Max Verstappen vuelve a criticar las nuevas normas de la Fórmula 1 y afirma que ya había pronosticado los problemas actuales en 2023
Max Verstappen ha reiterado sus críticas a las nuevas normas de la Fórmula 1. El campeón del mundo explica que los problemas actuales no le sorprenden. Aunque tras la primera carrera de la temporada en Australia muchos responsables se dieron cuenta de lo que él quería decir, para Verstappen esta evolución era previsible desde hacía tiempo.
El piloto de Red Bull subraya que ya había señalado los problemas desde el principio. «Esto estaba claro desde hace tiempo», afirma Verstappen. «Ya dije en 2023 que esto iba a pasar». Explica que muchos responsables conocían los riesgos. Sin embargo, algunos esperaban que las normas funcionaran mejor de lo esperado en la práctica.
Los pilotos no disfrutan de las carreras
Verstappen considera que un problema fundamental es el llamado «jojo-racing», que surge a raíz de la gestión de la energía. Sin embargo, la intensidad con la que se manifiesta este fenómeno depende también del circuito en cuestión.
A pesar de ello, el holandés cree que la situación actual no divierte a muchos pilotos. «Si se pregunta a los pilotos, no creo que haya nadie que realmente lo esté disfrutando en este momento», afirma.
Verstappen considera especialmente crítico que el sistema actual altere el estilo de conducción de los pilotos. Quien conduce de forma especialmente agresiva consume más batería y, por lo tanto, se ve en desventaja.
«Los pilotos más rápidos suelen pasar más tiempo acelerando», explica Verstappen. Sin embargo, eso es precisamente lo que les perjudica en estos momentos. «Cuanto antes vuelvas a pisar el acelerador y cuanto más tarde frenes, peor es para la batería».
Difícil introducir cambios durante la temporada
Según Verstappen, es difícil introducir cambios a corto plazo en el reglamento. Los ajustes más importantes no podrían aplicarse hasta la próxima temporada, como muy pronto. Para este año, se trata más bien de encontrar soluciones menores.

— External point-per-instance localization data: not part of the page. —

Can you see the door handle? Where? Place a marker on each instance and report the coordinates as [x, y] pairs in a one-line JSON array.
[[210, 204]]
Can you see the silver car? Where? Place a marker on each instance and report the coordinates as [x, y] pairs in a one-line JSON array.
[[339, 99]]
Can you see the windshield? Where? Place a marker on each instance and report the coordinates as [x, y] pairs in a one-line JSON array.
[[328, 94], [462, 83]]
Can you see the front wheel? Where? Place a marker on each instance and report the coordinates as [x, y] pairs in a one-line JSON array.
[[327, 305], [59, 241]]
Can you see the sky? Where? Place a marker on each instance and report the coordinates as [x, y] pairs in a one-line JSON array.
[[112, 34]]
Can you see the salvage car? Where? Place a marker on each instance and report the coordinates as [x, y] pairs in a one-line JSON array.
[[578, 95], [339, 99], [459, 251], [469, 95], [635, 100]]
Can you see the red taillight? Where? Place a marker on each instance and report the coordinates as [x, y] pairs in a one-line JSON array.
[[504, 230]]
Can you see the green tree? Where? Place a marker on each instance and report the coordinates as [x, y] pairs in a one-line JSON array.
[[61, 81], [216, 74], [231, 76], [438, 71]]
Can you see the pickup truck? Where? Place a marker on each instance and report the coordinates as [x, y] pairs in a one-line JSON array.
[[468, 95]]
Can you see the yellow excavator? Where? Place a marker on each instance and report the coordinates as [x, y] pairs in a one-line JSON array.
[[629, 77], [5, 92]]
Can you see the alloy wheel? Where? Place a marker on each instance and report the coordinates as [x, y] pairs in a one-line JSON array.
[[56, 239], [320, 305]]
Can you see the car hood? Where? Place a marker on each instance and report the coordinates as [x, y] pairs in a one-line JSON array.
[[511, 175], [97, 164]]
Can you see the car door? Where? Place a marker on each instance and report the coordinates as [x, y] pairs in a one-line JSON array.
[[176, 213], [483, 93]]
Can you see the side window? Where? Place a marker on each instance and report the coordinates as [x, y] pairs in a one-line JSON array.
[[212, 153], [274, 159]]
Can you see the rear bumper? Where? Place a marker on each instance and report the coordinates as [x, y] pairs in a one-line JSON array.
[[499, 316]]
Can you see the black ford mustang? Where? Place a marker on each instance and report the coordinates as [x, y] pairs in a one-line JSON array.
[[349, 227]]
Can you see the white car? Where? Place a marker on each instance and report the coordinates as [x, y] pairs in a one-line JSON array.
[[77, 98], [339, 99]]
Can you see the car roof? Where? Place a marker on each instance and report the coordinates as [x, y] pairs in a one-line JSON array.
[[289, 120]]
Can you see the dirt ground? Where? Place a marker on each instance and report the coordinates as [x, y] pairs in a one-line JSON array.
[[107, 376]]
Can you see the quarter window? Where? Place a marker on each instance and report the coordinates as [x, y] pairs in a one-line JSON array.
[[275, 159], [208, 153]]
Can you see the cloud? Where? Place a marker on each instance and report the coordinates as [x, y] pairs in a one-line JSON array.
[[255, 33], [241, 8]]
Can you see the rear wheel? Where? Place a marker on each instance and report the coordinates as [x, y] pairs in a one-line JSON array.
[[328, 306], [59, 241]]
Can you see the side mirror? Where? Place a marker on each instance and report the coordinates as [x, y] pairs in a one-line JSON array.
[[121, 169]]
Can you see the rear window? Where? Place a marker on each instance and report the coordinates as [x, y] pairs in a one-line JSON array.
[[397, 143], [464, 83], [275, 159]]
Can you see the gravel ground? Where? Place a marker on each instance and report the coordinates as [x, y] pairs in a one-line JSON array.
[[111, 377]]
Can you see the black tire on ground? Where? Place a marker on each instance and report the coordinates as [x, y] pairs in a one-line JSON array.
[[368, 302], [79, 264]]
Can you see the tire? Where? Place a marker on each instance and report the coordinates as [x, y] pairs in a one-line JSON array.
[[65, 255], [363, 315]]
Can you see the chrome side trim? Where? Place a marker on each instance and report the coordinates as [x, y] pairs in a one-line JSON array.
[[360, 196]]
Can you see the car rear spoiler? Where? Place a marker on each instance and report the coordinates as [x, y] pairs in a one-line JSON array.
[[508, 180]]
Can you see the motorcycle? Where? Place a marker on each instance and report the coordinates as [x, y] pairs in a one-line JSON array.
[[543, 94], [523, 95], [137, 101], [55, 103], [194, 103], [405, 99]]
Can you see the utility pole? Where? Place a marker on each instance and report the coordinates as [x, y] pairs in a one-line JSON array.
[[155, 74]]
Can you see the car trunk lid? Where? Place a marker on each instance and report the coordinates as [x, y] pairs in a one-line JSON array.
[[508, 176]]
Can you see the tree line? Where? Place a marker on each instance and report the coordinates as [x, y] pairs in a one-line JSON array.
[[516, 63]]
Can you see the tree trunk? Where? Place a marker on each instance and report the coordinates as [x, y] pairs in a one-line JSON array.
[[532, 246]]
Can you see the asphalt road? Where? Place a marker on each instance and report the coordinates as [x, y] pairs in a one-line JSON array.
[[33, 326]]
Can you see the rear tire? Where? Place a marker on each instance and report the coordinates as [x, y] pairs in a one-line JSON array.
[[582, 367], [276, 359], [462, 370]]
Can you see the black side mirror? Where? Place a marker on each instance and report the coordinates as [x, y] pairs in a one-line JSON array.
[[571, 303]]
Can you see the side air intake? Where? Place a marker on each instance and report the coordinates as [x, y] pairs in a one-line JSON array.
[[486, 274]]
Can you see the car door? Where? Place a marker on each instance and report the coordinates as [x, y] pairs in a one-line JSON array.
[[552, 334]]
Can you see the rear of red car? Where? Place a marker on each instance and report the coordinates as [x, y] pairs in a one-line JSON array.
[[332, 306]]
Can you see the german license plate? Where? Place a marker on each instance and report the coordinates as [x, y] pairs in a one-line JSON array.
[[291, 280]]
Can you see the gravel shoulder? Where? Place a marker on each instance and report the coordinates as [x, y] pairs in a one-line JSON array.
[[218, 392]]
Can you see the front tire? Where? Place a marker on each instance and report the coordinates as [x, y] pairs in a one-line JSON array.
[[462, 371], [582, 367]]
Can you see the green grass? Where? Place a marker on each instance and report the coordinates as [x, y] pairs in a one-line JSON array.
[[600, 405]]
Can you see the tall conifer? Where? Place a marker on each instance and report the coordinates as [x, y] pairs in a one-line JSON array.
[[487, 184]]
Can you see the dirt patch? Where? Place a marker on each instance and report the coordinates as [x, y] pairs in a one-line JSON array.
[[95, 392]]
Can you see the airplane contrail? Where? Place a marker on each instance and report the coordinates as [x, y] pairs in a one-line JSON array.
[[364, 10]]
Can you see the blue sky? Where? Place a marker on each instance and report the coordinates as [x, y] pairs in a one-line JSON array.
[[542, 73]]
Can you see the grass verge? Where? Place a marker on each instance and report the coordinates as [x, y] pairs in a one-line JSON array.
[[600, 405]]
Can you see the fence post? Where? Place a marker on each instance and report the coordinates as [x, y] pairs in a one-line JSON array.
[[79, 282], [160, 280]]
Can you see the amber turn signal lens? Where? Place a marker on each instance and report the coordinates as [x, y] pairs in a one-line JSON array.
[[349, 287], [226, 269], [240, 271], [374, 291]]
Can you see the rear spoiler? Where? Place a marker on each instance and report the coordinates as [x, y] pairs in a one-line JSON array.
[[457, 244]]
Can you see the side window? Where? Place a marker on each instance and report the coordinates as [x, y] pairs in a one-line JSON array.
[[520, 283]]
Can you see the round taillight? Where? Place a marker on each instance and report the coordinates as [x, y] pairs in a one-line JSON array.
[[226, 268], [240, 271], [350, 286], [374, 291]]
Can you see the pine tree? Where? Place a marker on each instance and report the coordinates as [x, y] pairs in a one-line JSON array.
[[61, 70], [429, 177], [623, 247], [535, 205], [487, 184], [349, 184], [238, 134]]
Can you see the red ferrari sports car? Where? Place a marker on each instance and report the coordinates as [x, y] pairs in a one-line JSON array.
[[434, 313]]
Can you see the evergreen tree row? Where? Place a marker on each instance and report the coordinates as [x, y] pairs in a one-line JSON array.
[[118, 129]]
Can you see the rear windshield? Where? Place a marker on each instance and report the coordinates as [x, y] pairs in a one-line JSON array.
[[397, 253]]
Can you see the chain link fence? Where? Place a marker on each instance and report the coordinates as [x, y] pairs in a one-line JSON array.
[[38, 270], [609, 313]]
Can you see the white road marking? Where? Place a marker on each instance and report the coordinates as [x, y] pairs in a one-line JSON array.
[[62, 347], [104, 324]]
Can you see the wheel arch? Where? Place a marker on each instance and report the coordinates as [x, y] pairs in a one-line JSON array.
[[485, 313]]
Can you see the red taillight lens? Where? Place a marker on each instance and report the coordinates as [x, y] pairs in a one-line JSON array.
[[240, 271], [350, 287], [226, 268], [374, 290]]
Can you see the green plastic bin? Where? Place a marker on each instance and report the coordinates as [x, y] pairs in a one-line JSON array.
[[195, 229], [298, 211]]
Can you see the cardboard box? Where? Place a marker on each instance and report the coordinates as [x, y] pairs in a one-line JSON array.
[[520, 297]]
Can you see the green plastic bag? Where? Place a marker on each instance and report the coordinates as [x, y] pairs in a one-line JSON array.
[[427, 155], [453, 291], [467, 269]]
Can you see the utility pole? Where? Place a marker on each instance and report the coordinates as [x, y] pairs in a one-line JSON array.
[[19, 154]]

«Por ahora, simplemente tenemos que intentar volver a alcanzar velocidades máximas más o menos normales», afirma. Una posibilidad sería reducir la proporción de potencia eléctrica.
Técnicamente, un ajuste de este tipo sería relativamente fácil de implementar. «Aunque no se puede sacar más potencia del motor de combustión», explica Verstappen. «Pero, por supuesto, se puede reducir la potencia que proviene de la batería». De este modo, los pilotos podrían volver a conducir de forma más natural, sin tener que levantar el pie del acelerador constantemente.
Difícil llegar a un acuerdo en el paddock
Sin embargo, sigue existiendo el problema de la necesaria aceptación en el paddock. No todos los equipos y pilotos ven una necesidad urgente de actuar. «Algunos están satisfechos con las normas porque, de momento, van en cabeza», afirma Verstappen.
No obstante, cree que los cambios redundarían en beneficio del deporte. «Si se ha visto cómo bajaban los pilotos del coche tras la carrera de Australia, sinceramente, no he visto muchas caras felices.»